The answer was the result of the labor, it was the outcome. As Brit Cruise also said in his scintillating video, finding the question itself is the work.

Nothing Is Becoming Simpler

From the introduction of GPT 3.5 to the latest models and tooling, answers are now abundant. Whether or not they are the correct answers...that is a problem that remains unchanged even with the latest frontier models. And it's a problem that is only solveable by those that know the power of asking the right questions.

I realize that with modern troubleshooting tooling and the assistance of AI models, that particular debugging session would have likely been resolved differently, and likely quicker. This is a wonderful turn of events; this is how progress works. That is that is applying an old problem to new tooling, though. The problems we face now are very different, and the challenges we face at any point in time, scale to the complexity of industry.

Programming and development are far more complicated in modern times than they were in 2010, if not just due to the sheer number of abstractions we've created for even the simplest features.

I recently found a great article by Paul Herbert who demonstrates this so effectively:
The Incredible Overcomplexity of the Shadcn Radio Button

For example, troubleshooting a Docker issue is orders of magnitudes more complex than anything I encountered in 2010, because the state of technology to support something like Docker did not exist then, but it does now.
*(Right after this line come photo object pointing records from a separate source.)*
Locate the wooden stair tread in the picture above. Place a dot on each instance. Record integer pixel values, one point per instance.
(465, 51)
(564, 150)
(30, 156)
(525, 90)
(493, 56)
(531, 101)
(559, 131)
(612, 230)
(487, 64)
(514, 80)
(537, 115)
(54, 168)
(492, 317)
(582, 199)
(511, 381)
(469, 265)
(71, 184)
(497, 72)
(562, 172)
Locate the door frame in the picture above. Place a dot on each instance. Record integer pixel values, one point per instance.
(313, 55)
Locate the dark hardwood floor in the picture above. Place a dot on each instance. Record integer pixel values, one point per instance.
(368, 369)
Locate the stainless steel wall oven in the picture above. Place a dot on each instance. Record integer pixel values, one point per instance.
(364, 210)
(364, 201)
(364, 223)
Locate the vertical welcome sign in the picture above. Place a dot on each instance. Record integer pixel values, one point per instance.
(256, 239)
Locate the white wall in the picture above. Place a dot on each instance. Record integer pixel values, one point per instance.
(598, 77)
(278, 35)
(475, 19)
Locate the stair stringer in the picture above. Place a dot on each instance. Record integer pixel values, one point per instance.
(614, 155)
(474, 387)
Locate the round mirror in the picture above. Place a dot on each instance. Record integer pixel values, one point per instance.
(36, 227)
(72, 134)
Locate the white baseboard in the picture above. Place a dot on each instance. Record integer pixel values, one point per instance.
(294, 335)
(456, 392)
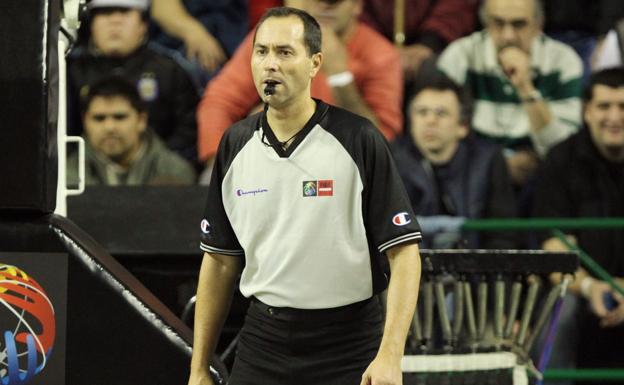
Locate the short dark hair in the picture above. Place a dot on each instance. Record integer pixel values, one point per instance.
(440, 82)
(113, 86)
(312, 38)
(610, 77)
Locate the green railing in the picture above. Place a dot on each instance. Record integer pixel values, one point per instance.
(556, 225)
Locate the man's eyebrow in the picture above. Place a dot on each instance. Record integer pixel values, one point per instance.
(278, 46)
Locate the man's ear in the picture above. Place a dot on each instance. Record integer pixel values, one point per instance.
(316, 63)
(142, 122)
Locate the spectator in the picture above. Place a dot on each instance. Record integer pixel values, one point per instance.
(429, 26)
(209, 30)
(361, 73)
(584, 177)
(610, 49)
(120, 149)
(118, 45)
(526, 85)
(581, 24)
(447, 171)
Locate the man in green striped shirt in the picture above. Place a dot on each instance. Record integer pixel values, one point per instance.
(526, 86)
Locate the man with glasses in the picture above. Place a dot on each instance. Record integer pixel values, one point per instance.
(526, 86)
(448, 172)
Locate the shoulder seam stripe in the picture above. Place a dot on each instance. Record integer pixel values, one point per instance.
(399, 240)
(212, 249)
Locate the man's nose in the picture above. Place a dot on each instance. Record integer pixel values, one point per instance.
(109, 124)
(271, 62)
(508, 33)
(615, 114)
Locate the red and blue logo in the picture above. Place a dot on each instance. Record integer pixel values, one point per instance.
(318, 188)
(27, 325)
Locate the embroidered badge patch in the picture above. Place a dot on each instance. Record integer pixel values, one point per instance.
(309, 188)
(320, 188)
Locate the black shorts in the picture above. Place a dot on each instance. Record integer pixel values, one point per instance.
(283, 346)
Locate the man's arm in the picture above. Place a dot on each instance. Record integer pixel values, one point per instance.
(550, 120)
(217, 278)
(200, 44)
(228, 98)
(346, 94)
(402, 296)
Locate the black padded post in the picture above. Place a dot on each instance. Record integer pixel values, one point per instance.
(28, 104)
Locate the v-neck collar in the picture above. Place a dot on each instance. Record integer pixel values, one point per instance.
(267, 131)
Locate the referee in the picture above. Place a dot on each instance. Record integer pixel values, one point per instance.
(305, 196)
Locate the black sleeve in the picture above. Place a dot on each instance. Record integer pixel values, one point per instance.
(217, 235)
(388, 215)
(501, 204)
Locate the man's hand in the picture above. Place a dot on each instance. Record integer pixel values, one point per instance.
(334, 53)
(200, 377)
(615, 316)
(412, 57)
(595, 296)
(516, 65)
(203, 47)
(596, 293)
(384, 370)
(521, 166)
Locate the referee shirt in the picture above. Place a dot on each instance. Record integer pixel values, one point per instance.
(310, 221)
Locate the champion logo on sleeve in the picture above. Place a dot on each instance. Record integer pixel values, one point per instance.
(401, 219)
(205, 226)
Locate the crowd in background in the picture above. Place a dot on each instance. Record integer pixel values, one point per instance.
(481, 102)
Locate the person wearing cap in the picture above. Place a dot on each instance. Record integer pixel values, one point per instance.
(118, 45)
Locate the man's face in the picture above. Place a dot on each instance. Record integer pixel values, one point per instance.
(114, 128)
(117, 31)
(279, 55)
(436, 124)
(604, 115)
(512, 23)
(337, 15)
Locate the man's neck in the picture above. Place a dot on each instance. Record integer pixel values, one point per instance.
(287, 121)
(442, 157)
(613, 155)
(347, 34)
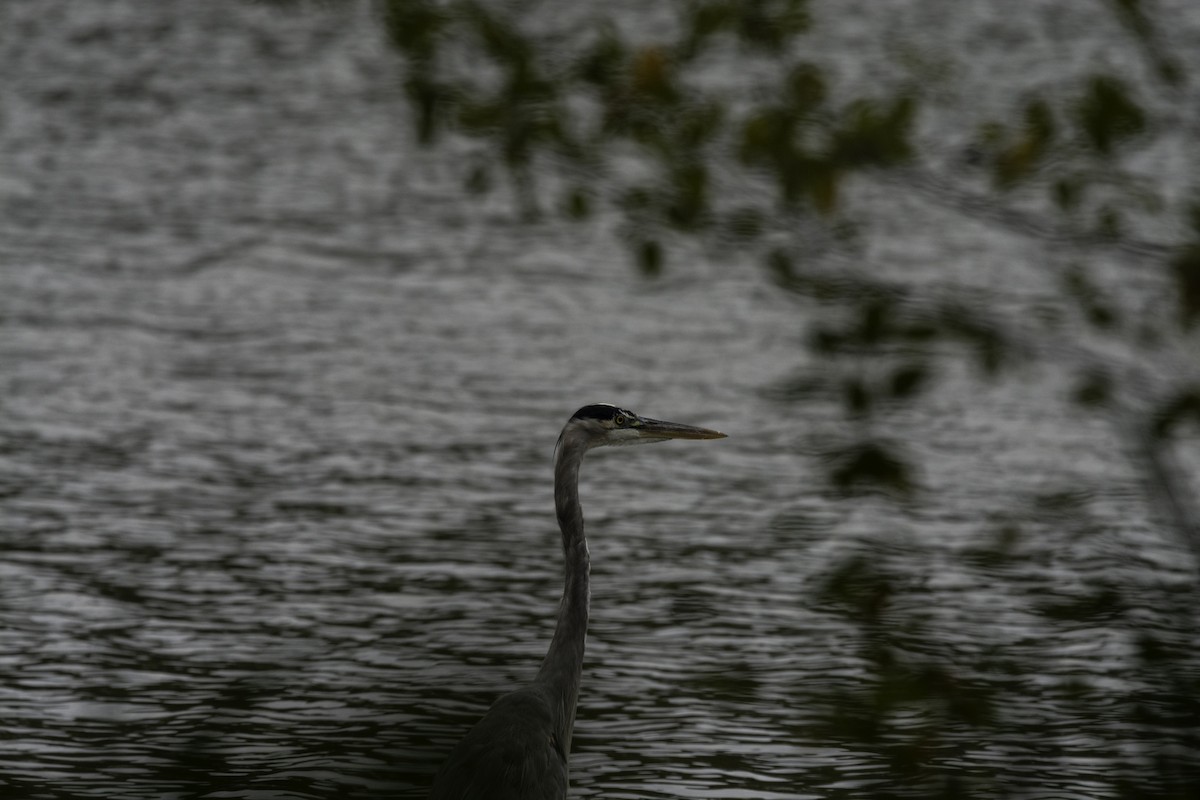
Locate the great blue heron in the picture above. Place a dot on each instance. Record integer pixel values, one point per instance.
(519, 751)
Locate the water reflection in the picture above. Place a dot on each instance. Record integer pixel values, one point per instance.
(275, 515)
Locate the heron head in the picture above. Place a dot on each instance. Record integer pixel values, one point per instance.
(609, 425)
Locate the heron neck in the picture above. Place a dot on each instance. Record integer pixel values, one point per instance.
(562, 668)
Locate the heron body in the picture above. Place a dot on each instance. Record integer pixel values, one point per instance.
(521, 747)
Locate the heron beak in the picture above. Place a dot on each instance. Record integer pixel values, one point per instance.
(661, 429)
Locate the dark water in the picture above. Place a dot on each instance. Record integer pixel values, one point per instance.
(277, 414)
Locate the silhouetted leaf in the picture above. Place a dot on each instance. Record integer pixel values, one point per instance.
(1186, 269)
(1183, 405)
(649, 258)
(1108, 114)
(1093, 388)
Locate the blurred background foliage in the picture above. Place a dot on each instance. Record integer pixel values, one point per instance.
(711, 128)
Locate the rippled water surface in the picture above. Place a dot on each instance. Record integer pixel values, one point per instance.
(279, 405)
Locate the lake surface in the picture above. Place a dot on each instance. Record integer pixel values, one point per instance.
(277, 405)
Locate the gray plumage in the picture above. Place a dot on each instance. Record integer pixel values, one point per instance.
(521, 749)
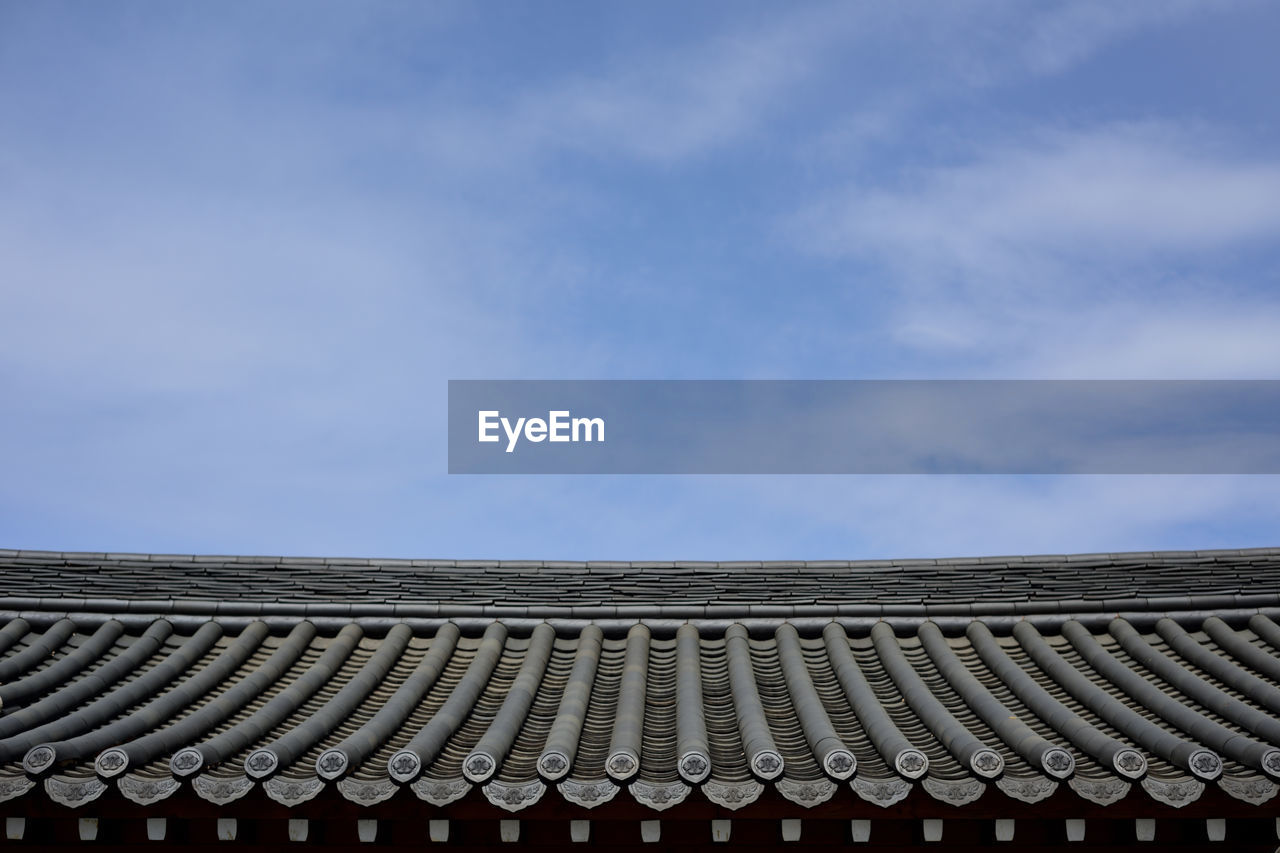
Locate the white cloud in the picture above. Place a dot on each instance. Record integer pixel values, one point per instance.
(1112, 192)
As the tools grow in capability, the complexity grows. And as things get more complex, we encounter novel problems. We'll need more people who are able to approach these novel problems to help solve them, who know how to ask questions, how to research, and how to formulate new questions to navigate these new problems.

AI Cannot ask the Question For You

It's been a few years now and it's quite apparent that LLMs and AI tools are not going to simplify anything about what it means to program and create software. Peruse OpenAI's Harness engineering write-up, and it's clear to see that the new way to approach programming, seems to still be the same fundamentals as programming, but with more abstractions between you and the result, and with potential higher complexity due to the sheer volume of code that can be generated in shorter amounts of time. Which will lead to more complex software, which leads to more complex issues. Software is not a static industry, and we constantly scale the capabilities of the software to the capabilities of the tools.
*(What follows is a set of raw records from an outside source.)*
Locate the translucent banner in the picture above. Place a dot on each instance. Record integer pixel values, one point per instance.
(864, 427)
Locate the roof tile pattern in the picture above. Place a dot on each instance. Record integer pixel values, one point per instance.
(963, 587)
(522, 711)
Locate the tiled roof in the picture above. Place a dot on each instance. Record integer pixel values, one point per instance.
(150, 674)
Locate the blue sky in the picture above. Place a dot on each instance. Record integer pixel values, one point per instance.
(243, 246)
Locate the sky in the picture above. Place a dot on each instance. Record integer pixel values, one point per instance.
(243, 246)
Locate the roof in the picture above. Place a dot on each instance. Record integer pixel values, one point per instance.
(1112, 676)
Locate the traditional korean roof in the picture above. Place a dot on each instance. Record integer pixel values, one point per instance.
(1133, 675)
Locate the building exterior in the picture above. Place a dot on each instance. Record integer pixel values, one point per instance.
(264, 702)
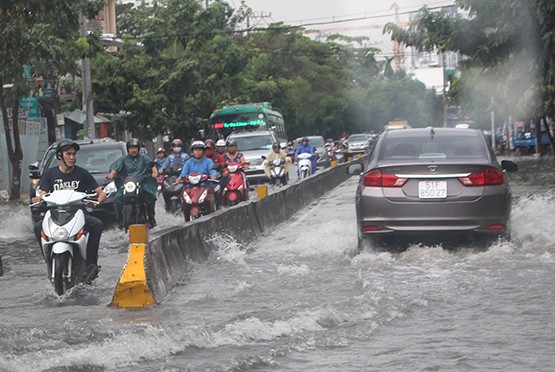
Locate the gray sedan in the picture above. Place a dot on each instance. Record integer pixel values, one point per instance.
(432, 185)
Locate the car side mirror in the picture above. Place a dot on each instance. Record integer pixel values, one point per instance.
(509, 166)
(355, 169)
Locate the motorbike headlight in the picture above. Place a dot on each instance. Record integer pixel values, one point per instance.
(187, 198)
(202, 197)
(60, 234)
(193, 180)
(110, 188)
(130, 187)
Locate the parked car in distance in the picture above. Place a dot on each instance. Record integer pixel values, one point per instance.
(319, 144)
(253, 145)
(357, 144)
(436, 185)
(96, 156)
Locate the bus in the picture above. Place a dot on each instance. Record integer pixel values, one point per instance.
(246, 117)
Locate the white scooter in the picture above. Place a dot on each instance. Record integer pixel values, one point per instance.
(64, 238)
(305, 164)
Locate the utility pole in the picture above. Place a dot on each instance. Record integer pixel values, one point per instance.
(88, 123)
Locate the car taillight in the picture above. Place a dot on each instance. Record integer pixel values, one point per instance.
(489, 177)
(375, 178)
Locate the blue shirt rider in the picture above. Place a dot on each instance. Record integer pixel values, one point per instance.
(160, 158)
(177, 157)
(306, 148)
(201, 164)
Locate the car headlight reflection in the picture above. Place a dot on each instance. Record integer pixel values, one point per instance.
(130, 187)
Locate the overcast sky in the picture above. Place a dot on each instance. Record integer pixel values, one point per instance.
(376, 12)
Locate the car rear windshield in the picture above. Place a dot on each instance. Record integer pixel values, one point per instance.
(316, 141)
(358, 138)
(255, 142)
(440, 146)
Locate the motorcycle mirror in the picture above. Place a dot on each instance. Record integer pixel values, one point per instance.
(110, 188)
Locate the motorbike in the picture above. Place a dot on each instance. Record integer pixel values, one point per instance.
(278, 176)
(134, 209)
(64, 238)
(236, 190)
(291, 154)
(160, 184)
(172, 190)
(194, 199)
(305, 164)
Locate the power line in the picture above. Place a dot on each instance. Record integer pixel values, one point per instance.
(270, 28)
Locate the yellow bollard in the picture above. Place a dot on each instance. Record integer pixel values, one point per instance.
(132, 290)
(262, 191)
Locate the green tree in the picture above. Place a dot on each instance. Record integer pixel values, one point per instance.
(45, 36)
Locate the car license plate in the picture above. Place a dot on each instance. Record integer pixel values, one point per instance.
(432, 189)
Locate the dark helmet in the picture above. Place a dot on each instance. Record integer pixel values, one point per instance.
(177, 143)
(198, 145)
(65, 145)
(210, 144)
(133, 142)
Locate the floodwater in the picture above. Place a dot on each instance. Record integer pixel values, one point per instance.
(300, 299)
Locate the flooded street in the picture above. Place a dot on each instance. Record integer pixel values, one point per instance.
(299, 299)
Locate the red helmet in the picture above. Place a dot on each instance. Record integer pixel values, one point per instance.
(210, 144)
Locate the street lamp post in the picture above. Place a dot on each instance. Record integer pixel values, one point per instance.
(88, 123)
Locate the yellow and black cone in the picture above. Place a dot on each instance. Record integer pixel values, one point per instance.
(132, 290)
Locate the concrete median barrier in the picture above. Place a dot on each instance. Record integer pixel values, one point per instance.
(169, 252)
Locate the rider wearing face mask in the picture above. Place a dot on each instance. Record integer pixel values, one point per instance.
(201, 164)
(177, 157)
(139, 166)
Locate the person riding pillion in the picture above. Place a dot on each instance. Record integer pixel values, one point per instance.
(139, 166)
(277, 153)
(304, 147)
(177, 157)
(201, 164)
(160, 158)
(68, 176)
(233, 156)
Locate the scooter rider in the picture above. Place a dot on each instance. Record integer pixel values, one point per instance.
(160, 158)
(276, 153)
(68, 176)
(201, 164)
(174, 161)
(177, 157)
(306, 148)
(233, 156)
(220, 147)
(218, 159)
(138, 166)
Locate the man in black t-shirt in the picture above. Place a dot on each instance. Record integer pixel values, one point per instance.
(68, 176)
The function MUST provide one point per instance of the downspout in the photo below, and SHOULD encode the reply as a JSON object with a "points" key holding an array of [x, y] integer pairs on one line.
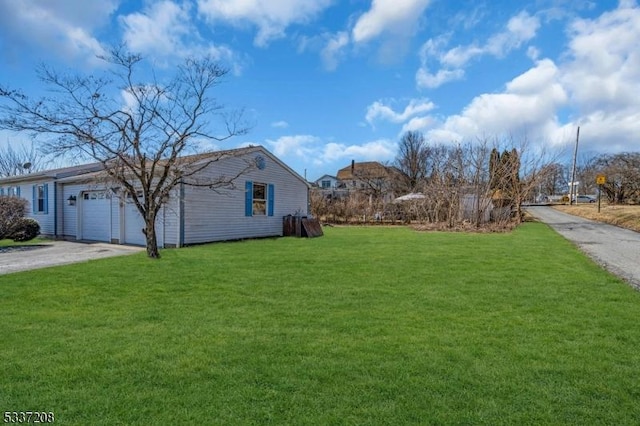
{"points": [[55, 209], [181, 216]]}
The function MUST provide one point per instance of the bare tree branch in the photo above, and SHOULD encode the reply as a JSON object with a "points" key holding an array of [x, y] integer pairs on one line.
{"points": [[140, 130]]}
What remains is the most valuable discipline that you can cultivate: how to ask effective, productive questions. And once you receive an answer to that question, how to take that answer to reformulate the next question, performing this process recursively until clarity comes. This is the process of "critical thinking", but that phrase handwaves away the mechanics of what it means to do just that. Being able to distill a general question into a highly specific one involves relentless scrutiny, ongoing experimentation, and being comfortable residing in a state of unknowing for an unspecific amount of time. This is the true job description of the programmer.
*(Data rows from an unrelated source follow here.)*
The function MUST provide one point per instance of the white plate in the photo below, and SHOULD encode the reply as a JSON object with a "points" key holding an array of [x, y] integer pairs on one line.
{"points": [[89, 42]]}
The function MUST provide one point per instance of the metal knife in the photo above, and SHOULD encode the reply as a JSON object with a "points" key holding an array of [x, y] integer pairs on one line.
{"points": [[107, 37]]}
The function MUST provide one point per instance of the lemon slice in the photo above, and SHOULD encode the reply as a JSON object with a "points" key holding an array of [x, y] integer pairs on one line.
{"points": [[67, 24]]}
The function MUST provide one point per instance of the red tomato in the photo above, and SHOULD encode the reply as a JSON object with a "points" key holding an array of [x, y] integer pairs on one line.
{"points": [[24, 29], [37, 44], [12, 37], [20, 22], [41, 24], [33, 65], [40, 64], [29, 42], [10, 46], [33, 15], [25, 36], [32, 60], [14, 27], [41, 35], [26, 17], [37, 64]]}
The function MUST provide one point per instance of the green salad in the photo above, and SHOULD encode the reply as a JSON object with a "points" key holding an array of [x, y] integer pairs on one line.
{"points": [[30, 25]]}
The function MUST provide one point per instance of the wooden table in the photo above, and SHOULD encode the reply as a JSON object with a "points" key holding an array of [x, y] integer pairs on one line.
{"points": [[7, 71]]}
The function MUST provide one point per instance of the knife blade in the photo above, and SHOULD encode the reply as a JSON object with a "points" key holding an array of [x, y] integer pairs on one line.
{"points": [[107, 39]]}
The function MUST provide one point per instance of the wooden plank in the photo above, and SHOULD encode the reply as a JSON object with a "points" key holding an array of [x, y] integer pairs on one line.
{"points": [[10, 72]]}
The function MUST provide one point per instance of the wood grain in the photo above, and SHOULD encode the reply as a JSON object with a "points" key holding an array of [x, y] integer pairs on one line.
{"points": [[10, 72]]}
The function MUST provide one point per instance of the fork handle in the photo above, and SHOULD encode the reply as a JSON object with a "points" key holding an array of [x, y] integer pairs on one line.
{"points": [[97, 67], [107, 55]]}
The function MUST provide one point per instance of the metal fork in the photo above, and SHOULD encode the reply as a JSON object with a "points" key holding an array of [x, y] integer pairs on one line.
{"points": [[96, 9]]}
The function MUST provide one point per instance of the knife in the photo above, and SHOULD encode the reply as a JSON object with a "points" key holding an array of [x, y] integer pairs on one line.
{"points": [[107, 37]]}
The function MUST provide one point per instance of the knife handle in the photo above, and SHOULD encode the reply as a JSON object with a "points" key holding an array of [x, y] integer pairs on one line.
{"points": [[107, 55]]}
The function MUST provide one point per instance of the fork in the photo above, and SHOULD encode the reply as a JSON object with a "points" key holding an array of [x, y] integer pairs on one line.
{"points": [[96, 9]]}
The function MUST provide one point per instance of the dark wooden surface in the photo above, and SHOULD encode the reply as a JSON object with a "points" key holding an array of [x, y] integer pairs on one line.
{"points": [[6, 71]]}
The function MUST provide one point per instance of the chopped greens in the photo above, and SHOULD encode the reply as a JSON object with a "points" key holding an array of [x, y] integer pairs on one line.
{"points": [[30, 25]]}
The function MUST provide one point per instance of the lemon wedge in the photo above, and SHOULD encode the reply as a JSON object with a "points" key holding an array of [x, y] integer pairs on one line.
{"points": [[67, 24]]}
AI models cannot think for you, and they cannot formulate the question for you. They can certainly be a tool that helps you on your research path, but they are still bound by their training data, and they cannot escape the weighted dice that determines their paths which drive to their outputs. Their ability to generate answers is unmatched, but those answers are highly sensitive to the original input & context, and fundamentally untrustworthy by their very nature. That's OK, because they still have tremendous value, but only when someone is present and capable to sift through the noise, distill the truth, and verify the answer (or perhaps, the next question).

The Answers are Cheap Now

As Brit Cruise stated in a beautifully succinct manner: in an era where AI tooling has dropped the cost of answers to near zero, the value resides in asking the right questions. And while AI tools have exacerbated this situation, I would postulate that the value has always been in asking the right questions.

And when you have an infinite answer machine, your ability to ask good questions becomes infinitely more valuable.